If you suspected that petrol stations in Canberra are ripping you off — you are right.

The numbers have been laid out black and white in a report into fuel pricing by the Independent Competition and Regulatory Commission (ICRC), which found Canberra’s fuel retailers make on average a $750,000 profit annually, compared to $400,000 at sites across Australia.

In the last financial year, Canberra’s retailers made more than double the profit of sites in towns like Batemans Bay, Wagga Wagga and Goulburn, where prices are generally cheaper.

Chief Minister Andrew Barr ordered the commission to investigate on suspicion of price gouging in the territory.

Fuelled by his anger against retailers, Mr Barr told a separate ACT Legislative Assembly inquiry yesterday that he was not afraid to step in and regulate petrol pricing.

“I’m not going to be in the business through this process of defending many of the retailers, who I think have behaved appallingly,” he said.

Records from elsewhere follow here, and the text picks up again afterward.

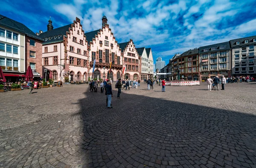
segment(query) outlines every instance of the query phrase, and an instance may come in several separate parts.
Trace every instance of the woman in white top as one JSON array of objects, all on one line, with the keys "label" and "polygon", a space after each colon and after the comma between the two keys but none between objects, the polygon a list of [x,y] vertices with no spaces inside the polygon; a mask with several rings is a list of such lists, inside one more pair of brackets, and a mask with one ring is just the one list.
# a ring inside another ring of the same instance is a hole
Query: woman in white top
[{"label": "woman in white top", "polygon": [[213,82],[212,79],[211,79],[211,77],[209,77],[207,80],[206,81],[206,83],[208,84],[208,90],[211,90],[211,87],[212,87],[212,83]]}]

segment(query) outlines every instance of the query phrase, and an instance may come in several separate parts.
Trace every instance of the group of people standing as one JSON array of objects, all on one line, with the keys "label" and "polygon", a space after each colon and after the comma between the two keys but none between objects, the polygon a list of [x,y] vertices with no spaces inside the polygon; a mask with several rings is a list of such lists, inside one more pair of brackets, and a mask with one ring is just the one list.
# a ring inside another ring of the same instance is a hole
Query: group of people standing
[{"label": "group of people standing", "polygon": [[221,90],[224,90],[225,84],[227,84],[227,81],[224,76],[222,76],[221,78],[219,78],[218,76],[216,76],[213,80],[209,76],[206,81],[206,83],[207,84],[208,90],[211,90],[212,85],[212,89],[214,89],[214,90],[218,90],[220,84],[221,84]]}]

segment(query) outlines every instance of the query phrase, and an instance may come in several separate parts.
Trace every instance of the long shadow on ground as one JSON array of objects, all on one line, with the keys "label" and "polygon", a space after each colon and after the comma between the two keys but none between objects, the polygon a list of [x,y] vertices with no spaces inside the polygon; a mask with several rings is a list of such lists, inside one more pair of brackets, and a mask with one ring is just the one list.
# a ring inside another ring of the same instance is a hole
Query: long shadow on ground
[{"label": "long shadow on ground", "polygon": [[89,167],[255,167],[256,116],[113,91],[84,93],[81,148]]}]

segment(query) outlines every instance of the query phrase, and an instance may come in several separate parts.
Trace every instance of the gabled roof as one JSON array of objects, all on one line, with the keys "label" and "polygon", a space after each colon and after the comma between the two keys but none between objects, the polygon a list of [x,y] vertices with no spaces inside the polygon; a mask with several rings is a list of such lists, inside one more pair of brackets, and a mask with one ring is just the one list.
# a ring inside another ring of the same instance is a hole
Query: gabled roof
[{"label": "gabled roof", "polygon": [[181,55],[177,58],[180,58],[185,56],[189,56],[198,54],[199,49],[189,49],[188,51],[183,52]]},{"label": "gabled roof", "polygon": [[119,45],[119,48],[122,49],[122,52],[123,52],[124,49],[125,49],[126,47],[126,46],[127,46],[127,45],[128,44],[128,43],[129,43],[129,41],[117,44]]},{"label": "gabled roof", "polygon": [[98,35],[98,32],[100,32],[100,29],[84,33],[86,36],[86,40],[88,41],[88,45],[90,45],[90,41],[93,41],[93,38],[95,38],[95,35]]},{"label": "gabled roof", "polygon": [[[220,46],[226,46],[226,47],[223,49],[220,49]],[[212,50],[212,48],[213,47],[216,47],[216,49]],[[209,49],[208,51],[204,51],[204,49],[206,48]],[[227,49],[230,49],[230,45],[229,41],[221,43],[218,43],[217,44],[210,45],[209,46],[204,46],[199,47],[199,53],[206,53],[208,52],[215,52],[219,51],[226,50]]]},{"label": "gabled roof", "polygon": [[[70,27],[71,27],[71,24],[40,33],[38,35],[38,37],[44,40],[44,42],[43,43],[43,44],[62,41],[63,41],[63,35],[66,35],[66,32],[69,31]],[[55,39],[54,36],[57,37]],[[49,40],[49,38],[50,37],[52,38]],[[45,41],[46,38],[48,38],[47,41]]]},{"label": "gabled roof", "polygon": [[146,49],[146,52],[147,52],[147,55],[148,55],[148,57],[149,57],[149,54],[150,53],[151,50],[151,48]]},{"label": "gabled roof", "polygon": [[[231,48],[238,47],[241,46],[256,44],[256,42],[253,42],[253,39],[255,38],[256,38],[256,35],[248,37],[247,38],[231,40],[230,41],[230,43]],[[245,41],[246,40],[248,40],[248,43],[245,43]],[[240,44],[236,44],[237,41],[239,41]]]},{"label": "gabled roof", "polygon": [[136,50],[138,52],[138,54],[139,54],[139,55],[142,55],[142,54],[143,53],[143,52],[144,51],[145,47],[141,47],[141,48],[137,48]]},{"label": "gabled roof", "polygon": [[43,41],[24,24],[0,14],[0,26],[24,34],[29,37]]}]

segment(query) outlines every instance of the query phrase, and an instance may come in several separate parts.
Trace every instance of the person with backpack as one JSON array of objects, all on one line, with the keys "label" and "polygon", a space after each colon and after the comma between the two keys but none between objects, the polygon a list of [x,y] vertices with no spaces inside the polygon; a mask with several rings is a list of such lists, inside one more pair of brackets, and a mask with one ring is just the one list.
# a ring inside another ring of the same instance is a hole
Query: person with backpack
[{"label": "person with backpack", "polygon": [[151,81],[148,79],[148,90],[150,90],[150,84],[151,84]]},{"label": "person with backpack", "polygon": [[29,92],[29,94],[33,94],[32,93],[32,90],[33,90],[33,86],[32,84],[32,82],[31,82],[30,81],[29,81],[28,82],[27,86],[29,86],[29,89],[30,89],[30,92]]},{"label": "person with backpack", "polygon": [[120,98],[120,94],[121,94],[121,89],[122,88],[122,84],[121,83],[121,79],[119,79],[117,83],[116,87],[118,89],[118,92],[117,93],[117,98]]}]

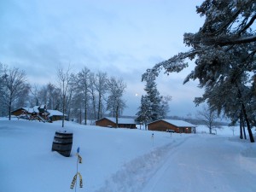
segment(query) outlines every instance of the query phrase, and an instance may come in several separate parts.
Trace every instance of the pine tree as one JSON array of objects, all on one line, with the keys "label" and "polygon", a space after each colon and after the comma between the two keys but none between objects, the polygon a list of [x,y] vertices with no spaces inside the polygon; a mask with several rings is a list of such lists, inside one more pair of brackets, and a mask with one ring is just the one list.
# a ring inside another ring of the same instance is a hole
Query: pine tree
[{"label": "pine tree", "polygon": [[241,110],[253,143],[251,125],[256,117],[256,1],[205,0],[196,11],[205,17],[205,22],[197,32],[184,34],[183,42],[190,50],[156,64],[143,75],[143,80],[157,77],[162,69],[167,74],[178,73],[188,67],[185,59],[194,60],[195,67],[184,84],[198,79],[199,86],[205,89],[195,103],[207,102],[211,108],[236,119],[237,112]]}]

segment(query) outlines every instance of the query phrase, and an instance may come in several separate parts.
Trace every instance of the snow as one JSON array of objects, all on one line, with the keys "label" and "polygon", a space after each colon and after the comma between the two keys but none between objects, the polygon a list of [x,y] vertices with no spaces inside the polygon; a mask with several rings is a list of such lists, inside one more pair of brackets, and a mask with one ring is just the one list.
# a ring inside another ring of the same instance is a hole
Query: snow
[{"label": "snow", "polygon": [[[112,117],[105,117],[103,119],[107,119],[113,123],[115,123],[116,119]],[[119,118],[119,124],[136,124],[134,119],[131,118]]]},{"label": "snow", "polygon": [[178,127],[195,127],[196,125],[188,123],[183,120],[176,120],[176,119],[162,119],[169,124],[172,124],[173,125],[178,126]]},{"label": "snow", "polygon": [[[255,143],[240,140],[237,127],[152,137],[150,131],[61,125],[0,118],[1,192],[75,191],[79,147],[84,188],[77,191],[256,191]],[[73,133],[71,157],[51,151],[61,130]]]}]

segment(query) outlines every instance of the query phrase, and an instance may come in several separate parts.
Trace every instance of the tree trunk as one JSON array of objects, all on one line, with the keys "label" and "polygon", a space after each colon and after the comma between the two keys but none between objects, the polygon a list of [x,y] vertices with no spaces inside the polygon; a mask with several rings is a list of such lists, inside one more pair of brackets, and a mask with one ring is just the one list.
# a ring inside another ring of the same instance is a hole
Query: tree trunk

“In my mind there’s a number of different solutions we need to look at, some of which are within the control of the ACT Government, many of which have been tried before and have succeeded for a short period of time.”

One of the solutions put forward was a legislated maximum retail margin.

“If we don’t get behavioural change from the retailers then that has to be on the table,” Mr Barr said.

“If you want a serious intervention beyond the pop-gun that is, freeze the prices for 24 hours at their already high levels, or try and introduce more competition, you need to go down that path.”

But the inquiry challenged the implication there was a gouge at all.

“More fuel is being sold at below average prices than it was at above average prices,” opposition spokesman for business Andrew Wall said.

“To suggest that there’s a gouge going on, I’m trying to get what your evidence base for that is.”

Nationally, retailers have limited control over the price of petrol; 90 per cent of the final price of petrol is the wholesale cost.

But in Canberra, that only made up about 86 per cent of the price paid at the pump.

Over the past six years, unleaded petrol prices in Canberra were on average about 9c per litre higher than in Sydney, and 2.3c per litre higher than the towns surrounding Canberra.

In the last financial year, retailers in Canberra charged on average 1.7c per litre more than those in the surrounding region, and 80 per cent of that was pure profit.

“Canberra service stations typically make larger profits than those in the regional comparison locations, in part due to a higher volume of fuel sold in Canberra and, in recent years, an increase in the net retail margin,” senior commissioner Joe Dimasi said in his report.

The commissioner attributed that gap to the weak competition in Canberra, and a lack of visibility of petrol stations — making it difficult to compare prices.

“Petrol retailers in Canberra are typically located off major roads and in local shopping and industrial districts,” the commissioner said..

“In contrast, petrol retailers in Sydney are often located on main roads.”

And to little surprise to most Canberrans, the commissioner found that at the airport and in Fyshwick, where there were independent outlets in sight of the big retailers, retailers had the lowest prices and smallest profit margins.

Representing Coles Express owners Viva Energy, which took over pricing for Coles in March, communications manager Edwina Pribyl did not deny Canberra’s retailers might be price gouging.

“Just driving around the Canberra market this morning we did observe that some of the Coles Express sites were slightly above some of the competitors,” she told ABC Radio Canberra today.

Ms Pribyl said Viva intended to price more competitively in Canberra in the coming years.

Representatives from 7-Eleven, and the Australian Institute of Petroleum will also front the Government’s inquiry into fuel pricing today.